Sample nvcc gencode and arch Flags in GCC
According to NVIDIA:
The arch= clause of the -gencode= command-line option to nvcc specifies the front-end compilation target and must always be a PTX version. The code= clause specifies the back-end compilation target and can either be cubin or PTX or both. Only the back-end target version(s) specified by the code= clause will be retained in the resulting binary; at least one must be PTX to provide Ampere compatibility.

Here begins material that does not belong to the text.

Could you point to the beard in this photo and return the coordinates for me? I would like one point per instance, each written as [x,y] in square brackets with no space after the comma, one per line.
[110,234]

Sample flags for GCC generation on CUDA 7.0 for maximum compatibility with all cards from the era:
-arch=sm_30 \
-gencode=arch=compute_20,code=sm_20 \
-gencode=arch=compute_30,code=sm_30 \
-gencode=arch=compute_50,code=sm_50 \
-gencode=arch=compute_52,code=sm_52 \
-gencode=arch=compute_52,code=compute_52
Sample flags for generation on CUDA 8.1 for maximum compatibility with cards predating Volta:
-arch=sm_30 \
-gencode=arch=compute_20,code=sm_20 \
-gencode=arch=compute_30,code=sm_30 \
-gencode=arch=compute_50,code=sm_50 \
-gencode=arch=compute_52,code=sm_52 \
-gencode=arch=compute_60,code=sm_60 \
-gencode=arch=compute_61,code=sm_61 \
-gencode=arch=compute_61,code=compute_61
Sample flags for generation on CUDA 9.2 for maximum compatibility with Volta cards:
-arch=sm_50 \
-gencode=arch=compute_50,code=sm_50 \
-gencode=arch=compute_52,code=sm_52 \
-gencode=arch=compute_60,code=sm_60 \
-gencode=arch=compute_61,code=sm_61 \
-gencode=arch=compute_70,code=sm_70 \
-gencode=arch=compute_70,code=compute_70
Sample flags for generation on CUDA 10.1 for maximum compatibility with V100 and T4 Turing cards:
-arch=sm_50 \
-gencode=arch=compute_50,code=sm_50 \
-gencode=arch=compute_52,code=sm_52 \
-gencode=arch=compute_60,code=sm_60 \
-gencode=arch=compute_61,code=sm_61 \
-gencode=arch=compute_70,code=sm_70 \
-gencode=arch=compute_75,code=sm_75 \
-gencode=arch=compute_75,code=compute_75
Sample flags for generation on CUDA 11.0 for maximum compatibility with V100 and T4 Turing cards:
-arch=sm_52 \
-gencode=arch=compute_52,code=sm_52 \
-gencode=arch=compute_60,code=sm_60 \
-gencode=arch=compute_61,code=sm_61 \
-gencode=arch=compute_70,code=sm_70 \
-gencode=arch=compute_75,code=sm_75 \
-gencode=arch=compute_80,code=sm_80 \
-gencode=arch=compute_80,code=compute_80
Sample flags for generation on CUDA 11.0 for maximum compatibility with V100 and T4 Turing cards, but also support newer RTX 3080 and other Ampere cards:
-arch=sm_52 \
-gencode=arch=compute_52,code=sm_52 \
-gencode=arch=compute_60,code=sm_60 \
-gencode=arch=compute_61,code=sm_61 \
-gencode=arch=compute_70,code=sm_70 \
-gencode=arch=compute_75,code=sm_75 \
-gencode=arch=compute_80,code=sm_80 \
-gencode=arch=compute_86,code=sm_86 \
-gencode=arch=compute_86,code=compute_86
Sample flags for generation on CUDA 11.1 for best performance with RTX 3080 cards:
-arch=sm_80 \
-gencode=arch=compute_80,code=sm_80 \
-gencode=arch=compute_86,code=sm_86 \
-gencode=arch=compute_86,code=compute_86